[WIP] Add reinsert functionality
VERY MUCH [WIP] AT THE MOMENT
I expect that I will be moving some commits around here and there, possibly into other branches to reduce this branch's size, and hopefully make the code look a lot better... but this is just a starting place for some feedback and discussion to get started.
Also of note: The first couple of commits are currently based on my previous unmerged PRs:
- https://github.com/juliancheal/code-extractor/pull/9
- https://github.com/juliancheal/code-extractor/pull/10
Simpler viewing can be found here:
https://github.com/NickLaMuro/code-extractor/compare/convert-to-module..extract-to-existing-repo
Changes
This is effectively the "undo" feature of the original project. By that, it allows a user to take a portion (or all) of a previously extracted project, and re-insert it back into the original project from which it came from.
This becomes tricky, as we need to filter out the existing commits that existed previously in the old ("target") repository. As a result, 3 filter-branch passes are done to achieve this change:
- After determining all file names that existed for the current extractions, filter commits to down to ones that only include the files we wish to commit. In addition, create a script to move any of those files into a temporary directory, maintaining the directory structure as we go.
- Take the temporary directory that was created and do a second filter that makes the new root of the project the temporary directory we created in the previous filter.
- After adding the target repository as a remote, filter the commits out that already exist in that remote. Also in this step, a commit is re-written that is shared between both repos that will be the "re-inject" commit, which all of the injected commits will be based off of.
From there, cherry-pick commits onto a new branch that is based off the existing HEAD of the current target remote's branch (most likely master) that will be receiving the "injected" commits.

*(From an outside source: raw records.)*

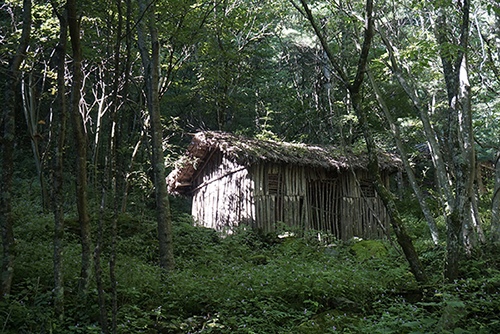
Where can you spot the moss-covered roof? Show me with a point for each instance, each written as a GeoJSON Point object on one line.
{"type": "Point", "coordinates": [249, 151]}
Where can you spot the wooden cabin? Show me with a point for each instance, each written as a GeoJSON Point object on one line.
{"type": "Point", "coordinates": [238, 180]}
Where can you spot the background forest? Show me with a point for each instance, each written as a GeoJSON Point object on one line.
{"type": "Point", "coordinates": [100, 98]}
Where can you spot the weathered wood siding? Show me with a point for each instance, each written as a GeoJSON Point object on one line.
{"type": "Point", "coordinates": [266, 194]}
{"type": "Point", "coordinates": [222, 196]}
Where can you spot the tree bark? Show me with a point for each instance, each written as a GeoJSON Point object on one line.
{"type": "Point", "coordinates": [404, 157]}
{"type": "Point", "coordinates": [12, 80]}
{"type": "Point", "coordinates": [81, 147]}
{"type": "Point", "coordinates": [455, 70]}
{"type": "Point", "coordinates": [354, 89]}
{"type": "Point", "coordinates": [151, 69]}
{"type": "Point", "coordinates": [60, 120]}
{"type": "Point", "coordinates": [495, 200]}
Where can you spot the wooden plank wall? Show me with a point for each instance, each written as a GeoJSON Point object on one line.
{"type": "Point", "coordinates": [264, 195]}
{"type": "Point", "coordinates": [223, 195]}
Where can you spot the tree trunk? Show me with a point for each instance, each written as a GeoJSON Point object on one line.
{"type": "Point", "coordinates": [459, 231]}
{"type": "Point", "coordinates": [60, 119]}
{"type": "Point", "coordinates": [404, 157]}
{"type": "Point", "coordinates": [495, 200]}
{"type": "Point", "coordinates": [354, 91]}
{"type": "Point", "coordinates": [495, 203]}
{"type": "Point", "coordinates": [81, 147]}
{"type": "Point", "coordinates": [11, 82]}
{"type": "Point", "coordinates": [151, 69]}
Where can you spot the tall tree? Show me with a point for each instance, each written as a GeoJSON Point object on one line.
{"type": "Point", "coordinates": [150, 55]}
{"type": "Point", "coordinates": [461, 138]}
{"type": "Point", "coordinates": [451, 145]}
{"type": "Point", "coordinates": [12, 80]}
{"type": "Point", "coordinates": [60, 120]}
{"type": "Point", "coordinates": [81, 145]}
{"type": "Point", "coordinates": [354, 89]}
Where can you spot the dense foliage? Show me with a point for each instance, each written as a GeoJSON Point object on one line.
{"type": "Point", "coordinates": [249, 282]}
{"type": "Point", "coordinates": [105, 87]}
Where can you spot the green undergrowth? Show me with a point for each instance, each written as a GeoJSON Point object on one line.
{"type": "Point", "coordinates": [248, 282]}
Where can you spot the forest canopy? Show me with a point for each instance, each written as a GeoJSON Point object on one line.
{"type": "Point", "coordinates": [100, 98]}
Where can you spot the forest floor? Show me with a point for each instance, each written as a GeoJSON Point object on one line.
{"type": "Point", "coordinates": [249, 282]}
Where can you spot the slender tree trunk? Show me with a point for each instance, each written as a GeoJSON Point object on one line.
{"type": "Point", "coordinates": [29, 107]}
{"type": "Point", "coordinates": [60, 119]}
{"type": "Point", "coordinates": [404, 157]}
{"type": "Point", "coordinates": [495, 200]}
{"type": "Point", "coordinates": [354, 89]}
{"type": "Point", "coordinates": [11, 82]}
{"type": "Point", "coordinates": [114, 142]}
{"type": "Point", "coordinates": [151, 68]}
{"type": "Point", "coordinates": [459, 231]}
{"type": "Point", "coordinates": [495, 203]}
{"type": "Point", "coordinates": [81, 147]}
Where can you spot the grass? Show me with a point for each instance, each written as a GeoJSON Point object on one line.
{"type": "Point", "coordinates": [249, 282]}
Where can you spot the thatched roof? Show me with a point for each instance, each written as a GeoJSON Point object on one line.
{"type": "Point", "coordinates": [248, 151]}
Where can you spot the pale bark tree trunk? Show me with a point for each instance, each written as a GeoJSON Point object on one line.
{"type": "Point", "coordinates": [495, 200]}
{"type": "Point", "coordinates": [59, 125]}
{"type": "Point", "coordinates": [30, 114]}
{"type": "Point", "coordinates": [11, 82]}
{"type": "Point", "coordinates": [114, 142]}
{"type": "Point", "coordinates": [81, 147]}
{"type": "Point", "coordinates": [404, 158]}
{"type": "Point", "coordinates": [459, 222]}
{"type": "Point", "coordinates": [151, 70]}
{"type": "Point", "coordinates": [403, 238]}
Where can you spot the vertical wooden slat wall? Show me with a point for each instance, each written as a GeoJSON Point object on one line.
{"type": "Point", "coordinates": [300, 197]}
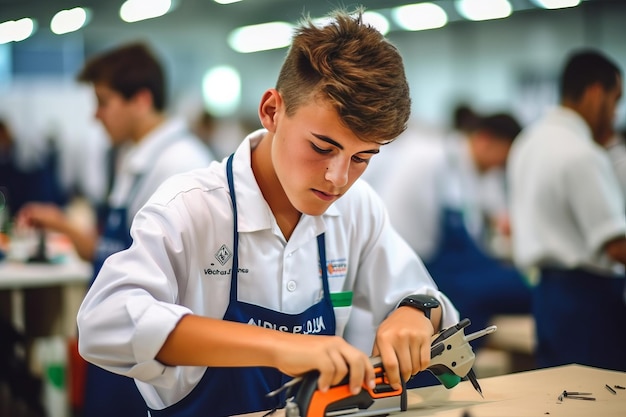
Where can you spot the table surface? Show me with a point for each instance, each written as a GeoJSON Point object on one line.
{"type": "Point", "coordinates": [524, 394]}
{"type": "Point", "coordinates": [16, 275]}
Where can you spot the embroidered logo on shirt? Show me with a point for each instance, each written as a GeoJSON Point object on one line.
{"type": "Point", "coordinates": [337, 268]}
{"type": "Point", "coordinates": [223, 255]}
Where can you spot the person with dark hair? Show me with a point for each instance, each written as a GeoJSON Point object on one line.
{"type": "Point", "coordinates": [279, 260]}
{"type": "Point", "coordinates": [568, 221]}
{"type": "Point", "coordinates": [445, 196]}
{"type": "Point", "coordinates": [129, 85]}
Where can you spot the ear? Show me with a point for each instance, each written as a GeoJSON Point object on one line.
{"type": "Point", "coordinates": [269, 109]}
{"type": "Point", "coordinates": [594, 93]}
{"type": "Point", "coordinates": [143, 98]}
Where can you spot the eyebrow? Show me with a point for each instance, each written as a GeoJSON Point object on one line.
{"type": "Point", "coordinates": [340, 146]}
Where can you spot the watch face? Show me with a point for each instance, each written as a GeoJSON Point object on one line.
{"type": "Point", "coordinates": [423, 300]}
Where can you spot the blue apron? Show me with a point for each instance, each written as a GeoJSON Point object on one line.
{"type": "Point", "coordinates": [108, 394]}
{"type": "Point", "coordinates": [478, 284]}
{"type": "Point", "coordinates": [580, 318]}
{"type": "Point", "coordinates": [227, 391]}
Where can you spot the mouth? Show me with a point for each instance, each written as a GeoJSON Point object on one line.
{"type": "Point", "coordinates": [325, 196]}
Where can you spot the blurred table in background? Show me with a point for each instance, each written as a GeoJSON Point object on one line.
{"type": "Point", "coordinates": [41, 299]}
{"type": "Point", "coordinates": [523, 394]}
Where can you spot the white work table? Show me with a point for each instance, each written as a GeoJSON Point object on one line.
{"type": "Point", "coordinates": [524, 394]}
{"type": "Point", "coordinates": [68, 278]}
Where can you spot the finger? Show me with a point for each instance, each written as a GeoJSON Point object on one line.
{"type": "Point", "coordinates": [325, 378]}
{"type": "Point", "coordinates": [391, 366]}
{"type": "Point", "coordinates": [406, 364]}
{"type": "Point", "coordinates": [424, 361]}
{"type": "Point", "coordinates": [357, 373]}
{"type": "Point", "coordinates": [341, 367]}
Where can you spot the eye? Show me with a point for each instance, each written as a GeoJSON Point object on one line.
{"type": "Point", "coordinates": [360, 160]}
{"type": "Point", "coordinates": [319, 150]}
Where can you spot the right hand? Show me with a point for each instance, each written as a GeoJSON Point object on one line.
{"type": "Point", "coordinates": [332, 356]}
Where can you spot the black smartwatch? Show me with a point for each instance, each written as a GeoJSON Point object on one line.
{"type": "Point", "coordinates": [421, 302]}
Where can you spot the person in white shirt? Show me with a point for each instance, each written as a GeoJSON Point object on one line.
{"type": "Point", "coordinates": [279, 260]}
{"type": "Point", "coordinates": [129, 85]}
{"type": "Point", "coordinates": [442, 196]}
{"type": "Point", "coordinates": [568, 220]}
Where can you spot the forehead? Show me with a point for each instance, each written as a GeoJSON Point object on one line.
{"type": "Point", "coordinates": [103, 90]}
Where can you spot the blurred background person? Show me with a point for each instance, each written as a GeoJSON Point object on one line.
{"type": "Point", "coordinates": [445, 195]}
{"type": "Point", "coordinates": [148, 147]}
{"type": "Point", "coordinates": [568, 220]}
{"type": "Point", "coordinates": [615, 144]}
{"type": "Point", "coordinates": [21, 182]}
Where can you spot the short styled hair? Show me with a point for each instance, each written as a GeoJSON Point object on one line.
{"type": "Point", "coordinates": [585, 67]}
{"type": "Point", "coordinates": [349, 64]}
{"type": "Point", "coordinates": [128, 70]}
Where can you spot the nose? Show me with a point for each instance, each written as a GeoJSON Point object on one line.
{"type": "Point", "coordinates": [337, 171]}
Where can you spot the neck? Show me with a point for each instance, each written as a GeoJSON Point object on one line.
{"type": "Point", "coordinates": [285, 213]}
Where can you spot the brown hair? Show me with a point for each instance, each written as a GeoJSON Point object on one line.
{"type": "Point", "coordinates": [351, 65]}
{"type": "Point", "coordinates": [128, 70]}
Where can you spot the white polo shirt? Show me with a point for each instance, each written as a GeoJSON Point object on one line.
{"type": "Point", "coordinates": [565, 199]}
{"type": "Point", "coordinates": [174, 267]}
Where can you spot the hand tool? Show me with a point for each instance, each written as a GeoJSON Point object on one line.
{"type": "Point", "coordinates": [452, 358]}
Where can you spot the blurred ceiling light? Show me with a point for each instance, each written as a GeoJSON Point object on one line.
{"type": "Point", "coordinates": [377, 21]}
{"type": "Point", "coordinates": [16, 30]}
{"type": "Point", "coordinates": [221, 90]}
{"type": "Point", "coordinates": [483, 9]}
{"type": "Point", "coordinates": [67, 21]}
{"type": "Point", "coordinates": [136, 10]}
{"type": "Point", "coordinates": [556, 4]}
{"type": "Point", "coordinates": [261, 37]}
{"type": "Point", "coordinates": [420, 16]}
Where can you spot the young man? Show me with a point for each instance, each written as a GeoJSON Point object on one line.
{"type": "Point", "coordinates": [249, 272]}
{"type": "Point", "coordinates": [567, 213]}
{"type": "Point", "coordinates": [129, 84]}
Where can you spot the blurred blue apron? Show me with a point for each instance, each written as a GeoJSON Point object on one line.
{"type": "Point", "coordinates": [227, 391]}
{"type": "Point", "coordinates": [580, 318]}
{"type": "Point", "coordinates": [479, 285]}
{"type": "Point", "coordinates": [108, 394]}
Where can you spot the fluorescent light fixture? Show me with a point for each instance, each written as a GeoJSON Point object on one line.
{"type": "Point", "coordinates": [483, 9]}
{"type": "Point", "coordinates": [221, 90]}
{"type": "Point", "coordinates": [262, 37]}
{"type": "Point", "coordinates": [556, 4]}
{"type": "Point", "coordinates": [377, 21]}
{"type": "Point", "coordinates": [420, 16]}
{"type": "Point", "coordinates": [16, 30]}
{"type": "Point", "coordinates": [136, 10]}
{"type": "Point", "coordinates": [67, 21]}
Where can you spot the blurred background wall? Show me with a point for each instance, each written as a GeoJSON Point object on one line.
{"type": "Point", "coordinates": [504, 64]}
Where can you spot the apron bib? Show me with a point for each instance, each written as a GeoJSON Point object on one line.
{"type": "Point", "coordinates": [224, 391]}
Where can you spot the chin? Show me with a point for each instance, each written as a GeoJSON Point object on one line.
{"type": "Point", "coordinates": [313, 209]}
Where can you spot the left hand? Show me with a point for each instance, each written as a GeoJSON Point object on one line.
{"type": "Point", "coordinates": [403, 342]}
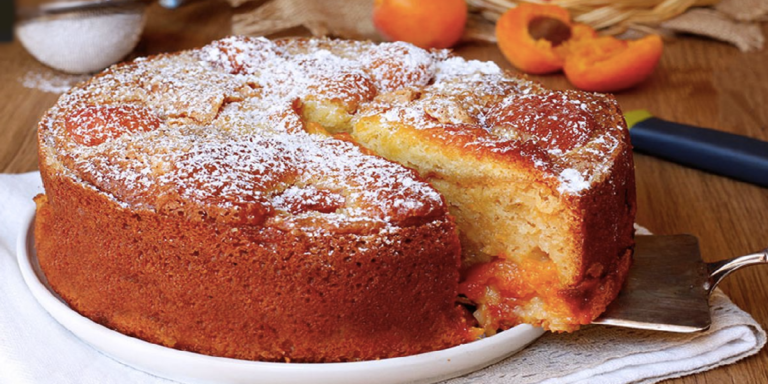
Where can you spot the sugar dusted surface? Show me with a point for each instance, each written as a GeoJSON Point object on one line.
{"type": "Point", "coordinates": [233, 136]}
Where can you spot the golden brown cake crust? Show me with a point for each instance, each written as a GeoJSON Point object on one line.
{"type": "Point", "coordinates": [253, 293]}
{"type": "Point", "coordinates": [226, 200]}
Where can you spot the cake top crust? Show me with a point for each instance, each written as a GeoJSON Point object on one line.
{"type": "Point", "coordinates": [222, 132]}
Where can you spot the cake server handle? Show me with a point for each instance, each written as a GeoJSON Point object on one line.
{"type": "Point", "coordinates": [727, 154]}
{"type": "Point", "coordinates": [720, 269]}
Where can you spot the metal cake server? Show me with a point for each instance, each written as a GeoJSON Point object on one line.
{"type": "Point", "coordinates": [668, 285]}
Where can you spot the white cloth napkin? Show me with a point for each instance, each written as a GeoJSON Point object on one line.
{"type": "Point", "coordinates": [34, 348]}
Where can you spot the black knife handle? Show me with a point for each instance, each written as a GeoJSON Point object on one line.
{"type": "Point", "coordinates": [739, 157]}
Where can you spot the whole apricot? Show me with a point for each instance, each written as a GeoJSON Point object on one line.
{"type": "Point", "coordinates": [424, 23]}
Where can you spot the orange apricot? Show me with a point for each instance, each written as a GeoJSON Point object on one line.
{"type": "Point", "coordinates": [529, 34]}
{"type": "Point", "coordinates": [607, 64]}
{"type": "Point", "coordinates": [424, 23]}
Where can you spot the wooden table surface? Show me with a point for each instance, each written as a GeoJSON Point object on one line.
{"type": "Point", "coordinates": [698, 81]}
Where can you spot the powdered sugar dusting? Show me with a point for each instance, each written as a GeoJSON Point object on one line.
{"type": "Point", "coordinates": [234, 132]}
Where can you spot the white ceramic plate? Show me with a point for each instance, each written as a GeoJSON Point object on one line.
{"type": "Point", "coordinates": [196, 368]}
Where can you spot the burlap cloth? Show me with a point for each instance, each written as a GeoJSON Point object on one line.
{"type": "Point", "coordinates": [731, 21]}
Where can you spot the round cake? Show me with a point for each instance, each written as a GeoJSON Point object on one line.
{"type": "Point", "coordinates": [320, 200]}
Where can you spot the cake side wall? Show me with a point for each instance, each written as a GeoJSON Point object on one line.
{"type": "Point", "coordinates": [606, 233]}
{"type": "Point", "coordinates": [250, 293]}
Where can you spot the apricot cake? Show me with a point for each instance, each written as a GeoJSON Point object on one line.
{"type": "Point", "coordinates": [322, 200]}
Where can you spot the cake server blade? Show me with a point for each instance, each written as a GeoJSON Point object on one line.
{"type": "Point", "coordinates": [668, 285]}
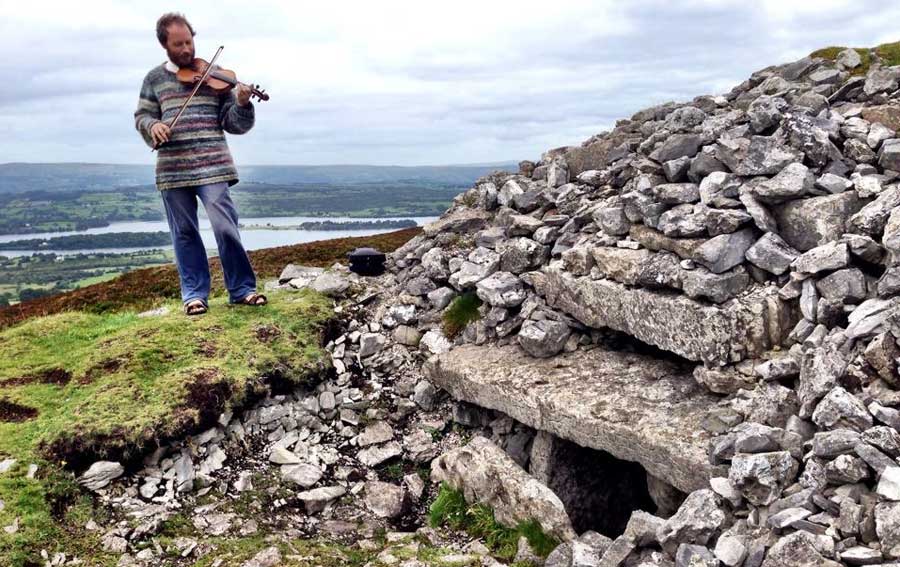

This allows the target repo to have the commits that were created "post extraction" that are based off a commit that re-adds the code in a state where it was originally extracted from.
Just an FYI: I tried running this on bits of the manageiq-gems-pending code that I planned on running this on, and unfortunately part of it doesn't work since that project was extracted prior to this project existing, and some assumptions were made to filter out existing commits that doesn't work without the commit messages including the (transferred from ManageIQ/manageiq@-----) bit.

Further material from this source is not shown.